Pittsburgh, December 5, 2014 -- A Huntington's disease research paper authored by University of Pittsburgh Department of Neurological Surgery chairman Robert Friedlander, MD, entitled "Inhibition of Mitochondrial Protein Import by Mutant Huntingtin," has been recommended by F1000Prime.com as being of special significance in its field.
The paper, published in Nature Neuroscience in June of 2014, presents evidence of a direct link between mutant Htt, mitochondrial dysfunction and neuronal pathology, with implications for mitochondrial protein import-based therapies in Huntington's disease.
F1000Prime contributor Stefano Di Donato, MD, chairman of the Department of Research, and director of the Division Biochemistry & Genetics at the Istituto Nazionale Neurologico C Besta, in Milan Italy, cited the paper “because of its broad experimental approach that recapitulates much of the previous investigation showing that Huntington disease (HD) patients and HD animal models develop several mitochondrial defects, and because it provides fresh data that offer an updated assumption on the role of mitochondria in HD pathogenesis.”

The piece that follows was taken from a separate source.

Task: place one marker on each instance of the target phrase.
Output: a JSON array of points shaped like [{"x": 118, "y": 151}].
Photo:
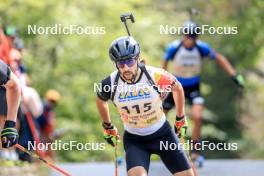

According to its website, F1000Prime identifies and recommends important articles in biology and medical research publications. Articles are selected by a peer-nominated global faculty of the world's leading scientists and clinicians who then rate them and explain their importance. Founded in 2002, the organization consists of more than 5,000 scientists and leading experts from around the world in all areas of biology and medicine.
Dr. Friedlander is director of the University of Pittsburgh’s Neuroapoptosis Laboratory. His major research interests lie in the study of the mechanistic pathways of the caspase apoptosis gene family. His work includes the evaluation of treatment strategies for neurodegenerative diseases (Huntington’s and ALS), stroke, brain trauma, and spinal cord injury through the modulation of the caspase-family apoptotic pathways.